Il secoua la tête, il sembla se réveiller.

— Tenez ! continua-t-il, vous allez entrer avec moi serrer la main à ce brave monsieur Chanteau… Il aura bientôt besoin d’un grand courage.

— Si ça pouvait le distraire, offrit obligeamment le curé, je resterais avec lui à faire quelques parties de dames.

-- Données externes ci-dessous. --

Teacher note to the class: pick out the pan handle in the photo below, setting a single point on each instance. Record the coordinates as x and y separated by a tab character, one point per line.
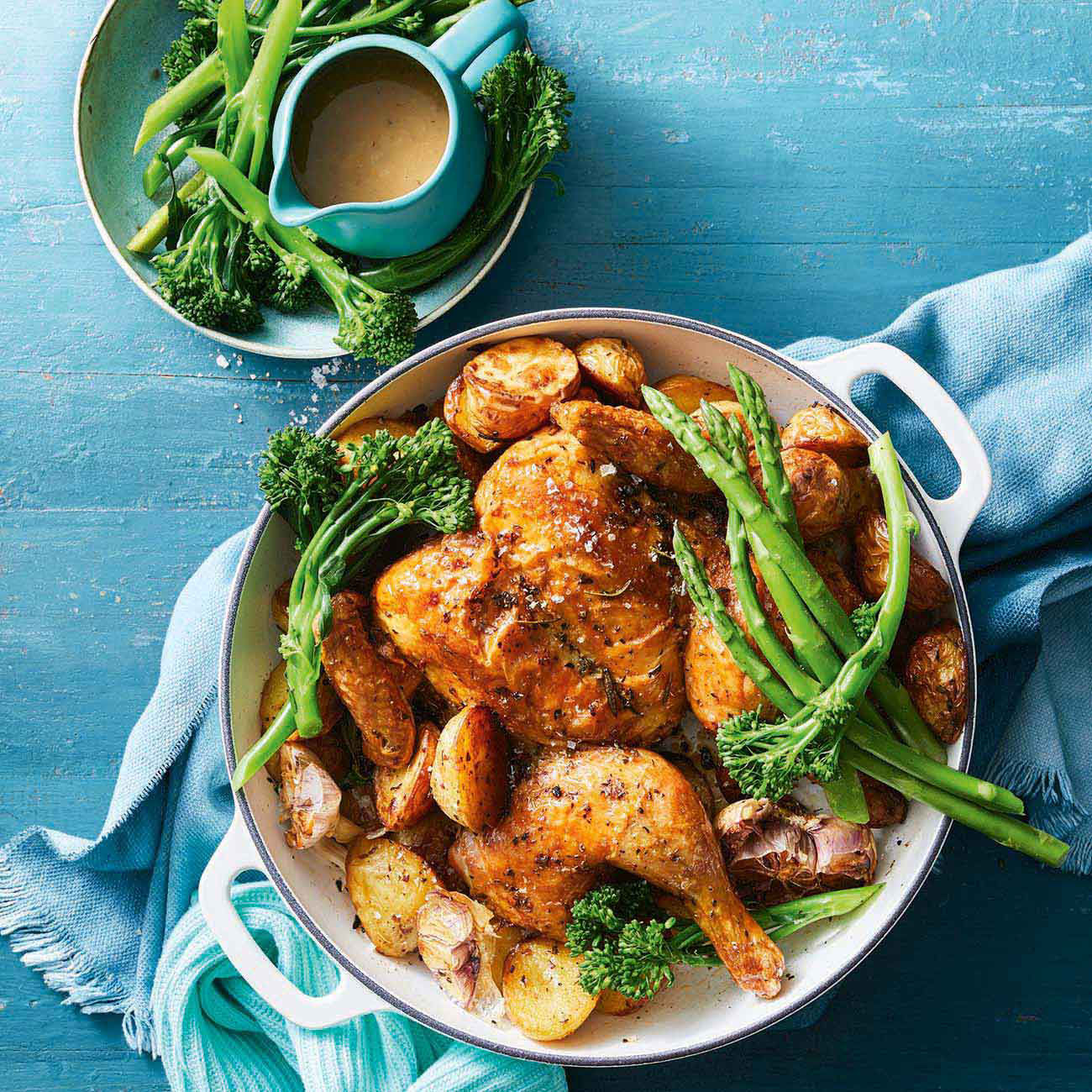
956	513
237	854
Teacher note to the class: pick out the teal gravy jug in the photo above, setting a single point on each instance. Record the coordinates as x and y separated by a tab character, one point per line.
405	225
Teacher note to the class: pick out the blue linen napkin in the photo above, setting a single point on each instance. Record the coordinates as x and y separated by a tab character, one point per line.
1015	349
217	1033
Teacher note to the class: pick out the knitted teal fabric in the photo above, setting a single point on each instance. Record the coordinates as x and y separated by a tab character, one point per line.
217	1034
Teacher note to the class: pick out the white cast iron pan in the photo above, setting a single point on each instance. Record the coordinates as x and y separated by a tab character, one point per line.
705	1009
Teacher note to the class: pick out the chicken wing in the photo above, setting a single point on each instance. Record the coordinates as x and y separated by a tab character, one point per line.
578	811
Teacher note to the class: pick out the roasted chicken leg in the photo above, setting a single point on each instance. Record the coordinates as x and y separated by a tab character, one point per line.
578	811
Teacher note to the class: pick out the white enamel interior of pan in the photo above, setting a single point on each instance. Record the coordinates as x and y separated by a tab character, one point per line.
705	1009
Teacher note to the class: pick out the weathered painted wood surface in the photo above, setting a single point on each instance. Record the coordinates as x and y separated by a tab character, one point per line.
780	168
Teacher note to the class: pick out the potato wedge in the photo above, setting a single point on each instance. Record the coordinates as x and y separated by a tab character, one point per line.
612	366
509	388
618	1005
819	428
365	684
470	771
542	990
328	746
403	794
454	414
687	391
368	426
634	441
388	885
458	942
430	839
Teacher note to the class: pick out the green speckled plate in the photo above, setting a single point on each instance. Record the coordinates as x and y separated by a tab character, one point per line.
119	76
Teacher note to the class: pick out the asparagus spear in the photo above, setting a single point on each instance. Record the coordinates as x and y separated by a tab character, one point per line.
801	687
808	640
1001	828
789	555
779	492
844	794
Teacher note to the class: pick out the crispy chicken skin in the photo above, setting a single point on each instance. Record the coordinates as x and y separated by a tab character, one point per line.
366	686
558	612
578	811
633	440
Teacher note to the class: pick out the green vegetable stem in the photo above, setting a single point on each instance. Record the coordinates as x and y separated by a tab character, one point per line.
388	484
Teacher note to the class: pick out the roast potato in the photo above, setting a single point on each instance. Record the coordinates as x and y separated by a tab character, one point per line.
820	491
365	684
542	990
612	366
687	391
820	428
310	800
470	770
454	414
841	586
328	746
634	441
509	388
936	678
887	806
927	589
354	433
388	885
458	942
403	794
430	837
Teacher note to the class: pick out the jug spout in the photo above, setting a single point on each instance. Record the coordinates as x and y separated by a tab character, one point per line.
287	204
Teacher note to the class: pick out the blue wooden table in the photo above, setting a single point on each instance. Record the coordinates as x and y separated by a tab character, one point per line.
785	170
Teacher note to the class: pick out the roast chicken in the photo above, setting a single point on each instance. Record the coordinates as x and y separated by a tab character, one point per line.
558	611
578	811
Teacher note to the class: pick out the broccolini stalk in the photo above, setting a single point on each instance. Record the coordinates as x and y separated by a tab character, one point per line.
844	793
391	483
623	946
525	104
769	539
768	759
867	738
370	323
767	436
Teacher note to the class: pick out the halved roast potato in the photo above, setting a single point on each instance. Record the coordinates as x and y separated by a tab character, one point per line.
470	770
509	388
634	441
614	367
403	794
688	391
542	990
388	885
820	428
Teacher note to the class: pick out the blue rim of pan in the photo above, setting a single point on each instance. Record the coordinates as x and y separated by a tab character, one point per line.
470	339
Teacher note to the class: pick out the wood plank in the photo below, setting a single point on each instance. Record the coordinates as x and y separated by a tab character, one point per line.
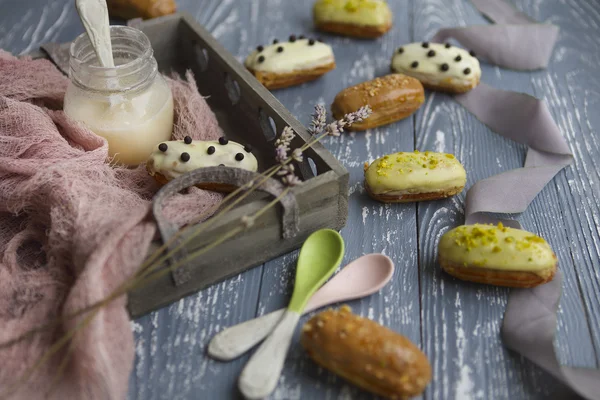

Alors, tous deux passèrent dans la salle à manger, tandis que Pauline se hâtait de remonter près de sa tante. Lazare, demeuré seul, se leva, hésita un moment à monter lui aussi, alla écouter la voix de son père, sans avoir le courage d’entrer ; puis, il revint s’abandonner sur la même chaise, dans le désœuvrement de son désespoir.

Le médecin et le prêtre avaient trouvé Chanteau en train de pousser sur la table une boule de papier, faite avec un prospectus, encarté dans son journal. La Minouche, couchée près de lui, regardait de ses yeux verts. Elle dédaignait ce joujou trop simple, les pattes sous le ventre, reculant devant la fatigue de sortir ses griffes. La boule s’était arrêtée devant son nez.

— Ah ! c’est vous, dit Chanteau. Vous êtes bien aimables, je ne m’amuse guère tout seul… Eh bien ! docteur, elle va mieux ? Oh ! je ne m’inquiète pas, elle est la plus solide de la maison, elle nous enterrera tous.